As it becomes more apparent that the deterioration of the overall home building market will not be resuscitated by year-end, Scottsdale, Ariz.-based Meritage Homes joins several other public companies by proactively amending its revolving credit agreement to reduce the potential pressure on needed cash flow.

Separately, Dominion Homes, which has triggered covenants governing its credit facility, has gotten its lenders to agree to a modification of terms, according to an 8K filing with the Securities and Exhange Commission.

The Meritage amendment permanently decreases the borrowing capacity under the credit agreement, which matures in 2011, by $50 million to $800 million and modifies the applicable interest rate depending on the leverage ratio.

"We are focused on improving our balance sheet strength by reducing inventory and debt," said Steven J. Hilton, chairman and CEO of Meritage Homes. "This amendment is a pre-emptive measure that provides us additional operating flexibility as market conditions for home builders continue to be very challenging."

In order to capitalize on the reduction period, Meritage is required to provide notice to Guaranty Bank of its intention to exercise this allowance before June 30, 2008.

Specific parameters of the agreement include:

- A reduction in the minimum interest coverage ratio from 2.0 to 1.0 for a reduction period of up to nine consecutive quarters. In addition, a further reduction of the interest coverage ratio to not less than 0.5 for a period of up to three consecutive quarters during the reduction period. On June 30, 2007, the interest coverage ratio under the credit agreement was 4.95 for the trailing 12-month period.

- During the interest coverage ratio reduction period, Meritage will be prohibited from repurchasing any of its common stock, repurchasing or prepaying any senior notes or subordinated debt, or paying dividends and will receive no credit in the borrowing base for unimproved entitled land.

- Outside of the reduction period, Meritage receives borrowing base credit for 50% of the value of unimproved entitled land.

- During the reduction period, land and lots under development and unimproved entitled land in the aggregate may not comprise more than 30% of the borrowing base, compared to 40% for periods not in the reduction period.

The Dominion filing with the SEC states, "Certain unwaived Events of Default have occurred and are continuing under the Credit Agreement." Those events include the company's failure to comply with minimum EBITDA covenants; the minimum consolidated gross profit covenant , and the minimum net worth covenant , all for the quarter ended June 30. The filing also states, "There may be other Defaults or Events of Default of which the Agents and the Lenders are not currently aware."

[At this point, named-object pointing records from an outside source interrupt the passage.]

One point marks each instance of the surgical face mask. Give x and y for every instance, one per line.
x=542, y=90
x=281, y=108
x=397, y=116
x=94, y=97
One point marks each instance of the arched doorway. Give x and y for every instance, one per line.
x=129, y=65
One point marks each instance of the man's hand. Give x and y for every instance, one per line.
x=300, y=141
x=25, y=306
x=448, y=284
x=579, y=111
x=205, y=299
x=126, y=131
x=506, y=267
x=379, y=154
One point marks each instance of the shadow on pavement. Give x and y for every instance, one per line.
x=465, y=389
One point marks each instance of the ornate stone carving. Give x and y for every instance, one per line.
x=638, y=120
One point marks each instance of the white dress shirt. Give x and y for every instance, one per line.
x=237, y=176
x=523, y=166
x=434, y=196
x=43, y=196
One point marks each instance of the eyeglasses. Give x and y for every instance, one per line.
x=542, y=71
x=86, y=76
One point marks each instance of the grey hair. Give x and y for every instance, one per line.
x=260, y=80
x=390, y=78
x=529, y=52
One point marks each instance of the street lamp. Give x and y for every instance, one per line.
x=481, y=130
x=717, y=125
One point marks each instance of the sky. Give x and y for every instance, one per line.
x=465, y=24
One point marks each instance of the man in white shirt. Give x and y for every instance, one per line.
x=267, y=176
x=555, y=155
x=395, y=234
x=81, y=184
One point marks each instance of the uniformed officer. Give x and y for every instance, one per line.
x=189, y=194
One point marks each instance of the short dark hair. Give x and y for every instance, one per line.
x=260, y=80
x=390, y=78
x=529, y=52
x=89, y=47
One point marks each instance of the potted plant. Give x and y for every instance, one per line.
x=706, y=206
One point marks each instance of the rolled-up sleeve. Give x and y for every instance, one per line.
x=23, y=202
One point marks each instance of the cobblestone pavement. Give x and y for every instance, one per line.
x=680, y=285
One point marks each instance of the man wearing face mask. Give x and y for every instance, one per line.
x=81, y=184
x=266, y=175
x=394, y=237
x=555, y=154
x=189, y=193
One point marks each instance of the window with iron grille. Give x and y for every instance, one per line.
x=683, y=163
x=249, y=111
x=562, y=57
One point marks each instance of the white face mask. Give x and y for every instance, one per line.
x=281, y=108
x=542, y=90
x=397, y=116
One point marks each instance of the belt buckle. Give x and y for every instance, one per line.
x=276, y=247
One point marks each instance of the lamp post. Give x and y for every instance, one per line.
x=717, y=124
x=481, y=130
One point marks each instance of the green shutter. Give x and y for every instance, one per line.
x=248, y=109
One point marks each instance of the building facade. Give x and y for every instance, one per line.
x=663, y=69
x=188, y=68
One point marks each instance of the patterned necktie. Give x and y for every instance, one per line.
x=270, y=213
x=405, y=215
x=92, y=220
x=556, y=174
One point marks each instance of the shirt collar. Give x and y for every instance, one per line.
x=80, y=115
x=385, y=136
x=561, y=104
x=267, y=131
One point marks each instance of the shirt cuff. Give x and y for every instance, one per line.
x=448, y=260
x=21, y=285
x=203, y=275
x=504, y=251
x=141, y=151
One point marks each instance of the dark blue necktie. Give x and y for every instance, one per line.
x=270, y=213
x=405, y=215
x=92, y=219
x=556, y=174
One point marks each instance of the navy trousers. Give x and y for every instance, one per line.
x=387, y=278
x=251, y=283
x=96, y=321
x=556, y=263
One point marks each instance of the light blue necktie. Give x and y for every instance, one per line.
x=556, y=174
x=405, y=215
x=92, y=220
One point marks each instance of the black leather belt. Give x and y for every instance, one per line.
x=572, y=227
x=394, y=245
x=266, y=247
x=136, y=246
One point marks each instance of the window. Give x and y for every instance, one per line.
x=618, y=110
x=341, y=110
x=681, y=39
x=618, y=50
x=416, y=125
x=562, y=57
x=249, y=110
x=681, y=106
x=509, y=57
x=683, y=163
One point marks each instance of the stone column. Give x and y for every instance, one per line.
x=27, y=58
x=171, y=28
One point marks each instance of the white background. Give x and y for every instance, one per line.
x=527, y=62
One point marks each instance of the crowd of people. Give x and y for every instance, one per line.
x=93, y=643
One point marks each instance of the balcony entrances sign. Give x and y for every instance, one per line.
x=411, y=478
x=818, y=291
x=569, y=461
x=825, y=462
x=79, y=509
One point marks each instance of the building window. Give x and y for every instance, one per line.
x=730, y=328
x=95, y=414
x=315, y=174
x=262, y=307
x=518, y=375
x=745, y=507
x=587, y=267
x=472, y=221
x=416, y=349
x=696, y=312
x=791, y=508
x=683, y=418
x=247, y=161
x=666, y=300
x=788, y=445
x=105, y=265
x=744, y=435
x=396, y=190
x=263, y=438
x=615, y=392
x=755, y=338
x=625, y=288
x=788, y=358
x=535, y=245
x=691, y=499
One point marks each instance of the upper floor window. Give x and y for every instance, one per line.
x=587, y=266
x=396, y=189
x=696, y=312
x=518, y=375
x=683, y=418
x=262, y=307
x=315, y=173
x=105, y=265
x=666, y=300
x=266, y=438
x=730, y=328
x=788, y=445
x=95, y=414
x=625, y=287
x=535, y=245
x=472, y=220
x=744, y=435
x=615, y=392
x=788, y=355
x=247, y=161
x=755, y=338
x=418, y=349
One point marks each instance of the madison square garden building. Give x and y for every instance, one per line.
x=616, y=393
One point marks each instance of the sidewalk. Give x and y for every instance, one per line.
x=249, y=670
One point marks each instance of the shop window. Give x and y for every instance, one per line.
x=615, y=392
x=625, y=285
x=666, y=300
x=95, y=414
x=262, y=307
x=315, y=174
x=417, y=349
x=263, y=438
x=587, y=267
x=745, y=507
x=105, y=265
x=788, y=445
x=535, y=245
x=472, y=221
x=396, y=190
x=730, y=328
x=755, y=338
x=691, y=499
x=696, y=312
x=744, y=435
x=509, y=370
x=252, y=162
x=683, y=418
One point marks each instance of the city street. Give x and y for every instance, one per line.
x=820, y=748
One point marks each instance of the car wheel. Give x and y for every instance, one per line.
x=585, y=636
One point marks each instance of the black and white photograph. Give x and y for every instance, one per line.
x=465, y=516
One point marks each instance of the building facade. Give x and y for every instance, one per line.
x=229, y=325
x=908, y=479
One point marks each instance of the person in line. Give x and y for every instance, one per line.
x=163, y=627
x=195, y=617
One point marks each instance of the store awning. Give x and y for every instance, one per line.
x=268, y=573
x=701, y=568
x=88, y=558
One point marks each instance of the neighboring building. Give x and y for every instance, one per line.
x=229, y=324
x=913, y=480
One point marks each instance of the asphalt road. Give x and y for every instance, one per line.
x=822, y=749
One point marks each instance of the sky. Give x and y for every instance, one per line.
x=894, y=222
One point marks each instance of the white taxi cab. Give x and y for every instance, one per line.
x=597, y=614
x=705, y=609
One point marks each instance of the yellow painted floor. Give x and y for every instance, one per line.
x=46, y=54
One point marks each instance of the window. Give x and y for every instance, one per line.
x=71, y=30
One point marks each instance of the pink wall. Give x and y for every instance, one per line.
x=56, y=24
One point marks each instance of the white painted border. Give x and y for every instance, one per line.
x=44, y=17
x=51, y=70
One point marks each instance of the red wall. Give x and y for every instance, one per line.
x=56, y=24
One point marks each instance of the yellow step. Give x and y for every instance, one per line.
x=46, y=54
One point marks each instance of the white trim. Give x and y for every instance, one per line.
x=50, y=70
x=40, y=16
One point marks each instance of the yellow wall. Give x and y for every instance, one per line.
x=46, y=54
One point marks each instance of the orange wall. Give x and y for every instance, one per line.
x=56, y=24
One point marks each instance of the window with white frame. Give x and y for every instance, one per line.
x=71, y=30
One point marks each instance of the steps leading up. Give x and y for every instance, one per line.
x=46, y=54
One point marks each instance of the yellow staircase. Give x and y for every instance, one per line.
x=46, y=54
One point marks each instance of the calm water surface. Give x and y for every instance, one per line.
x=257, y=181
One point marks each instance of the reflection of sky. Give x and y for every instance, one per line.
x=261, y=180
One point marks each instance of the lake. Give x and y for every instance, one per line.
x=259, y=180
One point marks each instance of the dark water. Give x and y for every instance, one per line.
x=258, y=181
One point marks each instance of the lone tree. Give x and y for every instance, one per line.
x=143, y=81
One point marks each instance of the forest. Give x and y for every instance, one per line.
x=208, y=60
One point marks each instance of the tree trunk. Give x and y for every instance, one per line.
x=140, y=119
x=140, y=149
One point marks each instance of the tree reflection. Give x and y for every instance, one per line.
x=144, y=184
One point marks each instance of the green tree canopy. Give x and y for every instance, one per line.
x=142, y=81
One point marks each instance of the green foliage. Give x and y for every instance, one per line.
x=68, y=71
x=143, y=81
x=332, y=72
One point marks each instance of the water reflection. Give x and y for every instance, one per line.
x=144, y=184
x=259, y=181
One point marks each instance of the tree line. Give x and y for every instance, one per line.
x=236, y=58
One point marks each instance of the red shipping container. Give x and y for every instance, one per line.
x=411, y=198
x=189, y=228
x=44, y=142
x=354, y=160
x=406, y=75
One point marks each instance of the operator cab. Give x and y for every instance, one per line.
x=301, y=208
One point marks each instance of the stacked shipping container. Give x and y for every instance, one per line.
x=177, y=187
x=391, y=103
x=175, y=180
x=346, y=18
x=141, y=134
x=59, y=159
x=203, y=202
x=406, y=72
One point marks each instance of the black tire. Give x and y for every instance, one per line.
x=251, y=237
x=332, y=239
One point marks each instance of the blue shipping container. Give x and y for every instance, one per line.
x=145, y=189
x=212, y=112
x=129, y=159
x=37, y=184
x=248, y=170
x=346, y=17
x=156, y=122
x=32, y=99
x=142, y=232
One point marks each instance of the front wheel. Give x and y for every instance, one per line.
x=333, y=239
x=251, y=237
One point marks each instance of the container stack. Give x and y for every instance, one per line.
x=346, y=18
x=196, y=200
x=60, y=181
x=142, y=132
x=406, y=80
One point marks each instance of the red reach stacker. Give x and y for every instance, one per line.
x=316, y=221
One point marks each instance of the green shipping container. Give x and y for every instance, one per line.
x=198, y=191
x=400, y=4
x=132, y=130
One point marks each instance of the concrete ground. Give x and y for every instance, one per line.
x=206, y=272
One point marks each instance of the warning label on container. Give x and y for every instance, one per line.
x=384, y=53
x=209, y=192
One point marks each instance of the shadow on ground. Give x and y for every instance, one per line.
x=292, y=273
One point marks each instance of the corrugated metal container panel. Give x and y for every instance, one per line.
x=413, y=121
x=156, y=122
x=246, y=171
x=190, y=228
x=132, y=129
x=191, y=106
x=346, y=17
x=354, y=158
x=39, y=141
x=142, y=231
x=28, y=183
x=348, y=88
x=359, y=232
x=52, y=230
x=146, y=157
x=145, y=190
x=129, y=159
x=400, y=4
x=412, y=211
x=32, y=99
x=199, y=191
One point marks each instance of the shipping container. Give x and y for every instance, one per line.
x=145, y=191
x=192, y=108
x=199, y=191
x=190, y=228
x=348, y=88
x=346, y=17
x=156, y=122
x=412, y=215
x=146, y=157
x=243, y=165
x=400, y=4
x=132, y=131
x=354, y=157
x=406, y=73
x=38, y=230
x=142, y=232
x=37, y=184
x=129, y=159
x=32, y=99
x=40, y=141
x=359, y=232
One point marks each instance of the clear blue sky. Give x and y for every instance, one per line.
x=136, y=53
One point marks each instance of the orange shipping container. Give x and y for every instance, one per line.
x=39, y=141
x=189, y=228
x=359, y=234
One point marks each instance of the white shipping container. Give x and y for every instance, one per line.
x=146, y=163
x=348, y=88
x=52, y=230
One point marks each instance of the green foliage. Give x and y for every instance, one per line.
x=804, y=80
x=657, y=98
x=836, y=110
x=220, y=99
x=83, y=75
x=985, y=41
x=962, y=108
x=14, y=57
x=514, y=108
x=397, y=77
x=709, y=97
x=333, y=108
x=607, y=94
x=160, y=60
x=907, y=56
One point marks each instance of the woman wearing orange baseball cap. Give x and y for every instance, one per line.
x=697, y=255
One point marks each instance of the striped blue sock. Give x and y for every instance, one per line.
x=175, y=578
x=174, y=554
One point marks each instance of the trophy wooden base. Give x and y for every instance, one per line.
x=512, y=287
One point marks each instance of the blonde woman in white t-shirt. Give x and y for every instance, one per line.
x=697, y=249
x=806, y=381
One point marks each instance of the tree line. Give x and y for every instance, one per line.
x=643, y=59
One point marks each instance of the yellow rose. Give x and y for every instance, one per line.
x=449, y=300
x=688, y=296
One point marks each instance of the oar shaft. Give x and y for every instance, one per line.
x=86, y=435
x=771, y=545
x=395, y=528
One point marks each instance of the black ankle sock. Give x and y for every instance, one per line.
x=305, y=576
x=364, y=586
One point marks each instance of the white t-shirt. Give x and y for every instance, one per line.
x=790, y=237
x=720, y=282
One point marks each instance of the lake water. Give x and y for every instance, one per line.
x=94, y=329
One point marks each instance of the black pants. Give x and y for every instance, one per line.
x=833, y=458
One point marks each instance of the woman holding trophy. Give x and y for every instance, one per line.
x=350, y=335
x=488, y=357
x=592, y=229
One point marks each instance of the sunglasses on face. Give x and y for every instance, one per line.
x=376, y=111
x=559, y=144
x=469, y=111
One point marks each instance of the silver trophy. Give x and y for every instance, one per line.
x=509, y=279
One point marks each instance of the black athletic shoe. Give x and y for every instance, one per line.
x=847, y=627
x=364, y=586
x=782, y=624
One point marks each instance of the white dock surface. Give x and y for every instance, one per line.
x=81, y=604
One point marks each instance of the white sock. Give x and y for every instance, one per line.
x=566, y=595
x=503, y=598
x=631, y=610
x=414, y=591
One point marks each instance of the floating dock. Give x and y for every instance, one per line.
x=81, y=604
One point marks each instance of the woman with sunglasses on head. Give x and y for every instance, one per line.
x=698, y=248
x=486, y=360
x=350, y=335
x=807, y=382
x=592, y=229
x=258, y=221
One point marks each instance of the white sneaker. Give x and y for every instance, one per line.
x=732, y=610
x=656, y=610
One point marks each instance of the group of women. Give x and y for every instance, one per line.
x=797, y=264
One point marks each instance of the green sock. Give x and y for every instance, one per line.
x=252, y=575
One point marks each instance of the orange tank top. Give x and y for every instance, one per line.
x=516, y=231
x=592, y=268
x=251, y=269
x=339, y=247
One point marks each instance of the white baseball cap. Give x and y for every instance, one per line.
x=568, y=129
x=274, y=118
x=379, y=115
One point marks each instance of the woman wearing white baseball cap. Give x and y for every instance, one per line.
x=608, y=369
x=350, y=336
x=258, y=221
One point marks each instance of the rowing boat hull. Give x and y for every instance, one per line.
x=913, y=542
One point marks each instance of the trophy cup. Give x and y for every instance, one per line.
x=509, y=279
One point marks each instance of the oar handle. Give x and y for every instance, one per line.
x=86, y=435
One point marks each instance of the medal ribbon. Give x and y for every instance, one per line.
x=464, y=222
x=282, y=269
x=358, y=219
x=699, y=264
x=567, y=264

The filing says the company's lenders have agreed to "allow the Company to borrow up to the lesser of (i) $9,000,000 in excess of the borrowing base limitation, or (ii) an amount equal to $209,000,000 minus the aggregate principal of the Company's Term Loans and Revolving Loans outstanding under the Credit Agreement. Any such overadvance borrowings must be paid in full at the earlier of (i) one business day after the Company receives written notice from the Senior Administrative Agent that the lenders have elected in their sole discretion to discontinue the availability of overadvance borrowings, or (ii) December 29, 2010."